Members of Congress have been hammering cyber leaders from the Department of Defense and the intelligence community for answers on how to combat Russian information operations.

Part of the issue, some believe, is the organization of the military.

Sen. Bill Nelson, D-Fla., noted how disorganized the Pentagon is when it comes to information warfare or information operations, during a March 13 Senate Armed Services Cyber Subcommittee hearing. He mentioned how cyber, electronic warfare and information operations are organized across different lines.

“Why does this matter? Because Russia’s information operations troops conduct technical and cognitive operations in an integrated way,” he said. “We conduct information operations in support of commanders at the tactical level. Adversaries are coming at us at the strategic level in so-called peacetime.”

The panel’s witnesses, while explaining the ongoing operations in the information space, conceded that some of these operations are taking place more at the tactical and operational level as opposed to the strategic level.

Information: the other side of cyberwar

Hacking isn't the only arena of cyberware. A panel at CyberCon 2017 discusses the potential use of information in cyberspace operations.

“We have conducted information operations” against ISIS, Lt. Gen. Paul Nakasone, commander of Army Cyber Command said. He added that this is the piece of the cyber counter offensive against ISIS he’s learned the most about. “Being able to provide a message, to amplify a message, to impact our adversaries.”

Nakasone noted that while these efforts have gone beyond disrupting ISIS’s networks, the operations are probably taking place more at the tactical level.
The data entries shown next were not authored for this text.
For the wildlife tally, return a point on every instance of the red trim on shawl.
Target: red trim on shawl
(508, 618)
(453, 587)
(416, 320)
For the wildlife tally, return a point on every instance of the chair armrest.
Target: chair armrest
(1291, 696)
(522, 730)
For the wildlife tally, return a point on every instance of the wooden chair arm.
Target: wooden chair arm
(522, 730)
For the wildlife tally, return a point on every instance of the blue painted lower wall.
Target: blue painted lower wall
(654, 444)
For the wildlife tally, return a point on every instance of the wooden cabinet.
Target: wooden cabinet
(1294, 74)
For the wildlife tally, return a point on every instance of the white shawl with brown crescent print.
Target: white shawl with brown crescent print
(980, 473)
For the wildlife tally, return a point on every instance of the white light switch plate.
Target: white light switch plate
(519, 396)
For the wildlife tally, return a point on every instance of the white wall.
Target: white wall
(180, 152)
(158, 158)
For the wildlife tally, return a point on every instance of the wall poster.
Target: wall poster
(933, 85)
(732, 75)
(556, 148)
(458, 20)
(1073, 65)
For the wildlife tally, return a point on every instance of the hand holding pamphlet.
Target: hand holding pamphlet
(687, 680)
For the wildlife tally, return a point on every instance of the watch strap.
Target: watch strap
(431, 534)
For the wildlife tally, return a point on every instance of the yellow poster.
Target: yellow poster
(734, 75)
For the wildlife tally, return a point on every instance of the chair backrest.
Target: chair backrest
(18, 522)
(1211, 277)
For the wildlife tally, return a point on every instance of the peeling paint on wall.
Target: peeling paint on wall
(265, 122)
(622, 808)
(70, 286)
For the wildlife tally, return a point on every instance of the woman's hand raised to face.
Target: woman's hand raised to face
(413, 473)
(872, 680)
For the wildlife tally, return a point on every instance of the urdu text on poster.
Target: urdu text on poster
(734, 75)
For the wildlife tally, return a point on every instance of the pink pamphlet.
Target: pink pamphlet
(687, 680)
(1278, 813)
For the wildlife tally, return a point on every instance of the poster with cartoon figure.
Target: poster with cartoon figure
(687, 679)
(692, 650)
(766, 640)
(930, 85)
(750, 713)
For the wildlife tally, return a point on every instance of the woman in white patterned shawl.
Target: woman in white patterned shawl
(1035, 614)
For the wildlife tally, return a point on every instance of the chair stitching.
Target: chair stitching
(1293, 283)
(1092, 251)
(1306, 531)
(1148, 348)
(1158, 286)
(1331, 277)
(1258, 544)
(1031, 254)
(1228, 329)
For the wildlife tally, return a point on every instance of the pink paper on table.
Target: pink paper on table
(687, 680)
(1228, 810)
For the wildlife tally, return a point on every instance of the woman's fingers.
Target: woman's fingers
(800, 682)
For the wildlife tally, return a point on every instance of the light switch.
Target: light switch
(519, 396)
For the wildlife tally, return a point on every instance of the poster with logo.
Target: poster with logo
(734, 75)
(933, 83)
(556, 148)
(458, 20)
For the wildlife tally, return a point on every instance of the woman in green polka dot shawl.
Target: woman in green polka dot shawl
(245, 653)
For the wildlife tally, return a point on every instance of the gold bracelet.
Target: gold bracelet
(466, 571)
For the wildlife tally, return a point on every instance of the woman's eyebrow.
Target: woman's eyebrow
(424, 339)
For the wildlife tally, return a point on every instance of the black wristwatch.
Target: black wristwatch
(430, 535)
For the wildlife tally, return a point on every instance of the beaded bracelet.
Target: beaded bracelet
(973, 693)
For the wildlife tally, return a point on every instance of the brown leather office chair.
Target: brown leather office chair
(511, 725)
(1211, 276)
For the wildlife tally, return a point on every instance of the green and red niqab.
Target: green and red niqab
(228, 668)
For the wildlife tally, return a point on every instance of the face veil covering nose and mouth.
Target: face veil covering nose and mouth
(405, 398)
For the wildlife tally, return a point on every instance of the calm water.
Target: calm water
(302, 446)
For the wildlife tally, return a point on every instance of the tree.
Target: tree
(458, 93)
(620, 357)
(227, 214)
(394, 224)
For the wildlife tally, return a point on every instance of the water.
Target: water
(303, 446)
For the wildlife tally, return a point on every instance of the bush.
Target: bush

This is a good starting point for beginning such a campaign, he said, by understanding how to provide that message, the infrastructure needed and the capabilities that are going to underpin the messaging.

In response to further prodding, Nakasone said there are likely lessons from the counter-ISIS cyberoffensive that can be applied to information warfare threat from Russia, but was hesitant to “apply a broad brush.”

However, Nelson was still concerned that while all the functions of information warfare are integrated at the service level, why are they separated at the unified command level and at the Pentagon.

Nakasone indicated a recent provision in the most recent annual defense policy bill might get at this issue of bringing everything together for a singular look.

The provision, requires DoD to implement a plan for a strategy for operations in the information environment with a review of DoD’s current strategy in this space dated for 2016.

Nakasone said he believes the Pentagon is working on this currently.